And even when her face faded from my memory after that night, the feeling of her clenched around my cock stayed with me in the months that followed.
So tight. So wet.
There’s no way in hell they could be the same woman. Not a chance. Surely I would have recognized her. Unless…
The chances are astronomical. Two random run-ins with the same woman in a city this big is unlikely, to say the least. More like impossible.
But my chest is clenching tight and a bead of sweat trickles down my forehead. I snatch the picture off the wall and carry it with me as I surge back into the living room.
I’m searching for something, though I don’t know what. My mind is moving too fast for me to keep up.
Then I see her purse. I lunge for it, pluck out her wallet, and search through it.
“Arya George” is the name on her ID, but I’m not looking for that. I want something that could tie her back to the vet clinic I was at last winter. Or something that could tie her to another so I can put this ridiculous theory out of my mind.
I flip past coffee shop punch cards and department store credit cards without finding anything. Throwing her wallet aside, I dig through her purse.
Nothing useful. Not a damn thing.
And then—I notice a lanyard. The one that has been hanging out of her purse since I first spotted it back at the hospital parking lot.
It’s light blue and faded, but the white lettering is still readable.Lower Manhattan Animal Hospital and Veterinary Clinic.
Fuck.There’s a horrible realization dawning on me like a storm on the horizon.
I start flipping through the calendar in my head, rolling back the days and weeks and months. The night I got in a shootout with the Albanians was warm, I remember. Not hot, though. Not summertime hot. More like early spring. We’re in the dead of winter now. Which means…
I count on my fingers.Seven, eight… nine months.
That was nine months ago.
Nine.
Fucking.
Months.
I drop the lanyard and march back through the apartment. I’m shaking my head as if that can change what I already know is true.
What I refuse to accept is true—at least until it’s confirmed.
I need more proof.
In her room, her bed is mussed, white sheets and comforter spilling onto the floor and pillows tossed haphazardly around.
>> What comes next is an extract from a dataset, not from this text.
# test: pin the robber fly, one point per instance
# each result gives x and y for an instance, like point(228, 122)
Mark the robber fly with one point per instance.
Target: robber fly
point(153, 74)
But a small leather book is placed prominently on her nightstand.
It’s a journal. Open to anyone who wanted to look at it. This woman needs to learn how to better safeguard her secrets.
I start from the beginning. Most of the entries are dated years back. I keep flipping until I get closer and closer.
And then, in the exact middle of the book like some kind of sick fucking joke, the pages fall apart. I see two words stamped in bright blue letters and underscored over again and again.
“I’M PREGNANT.”
Underneath, she goes into more detail.
“I’m pregnant thanks to a man I don’t even know. I never even saw his face. He walked into the clinic with a gunshot wound and now I’m pregnant. HOW DID THIS HAPPEN?”
The montage of exactly how it happened plays through my mind.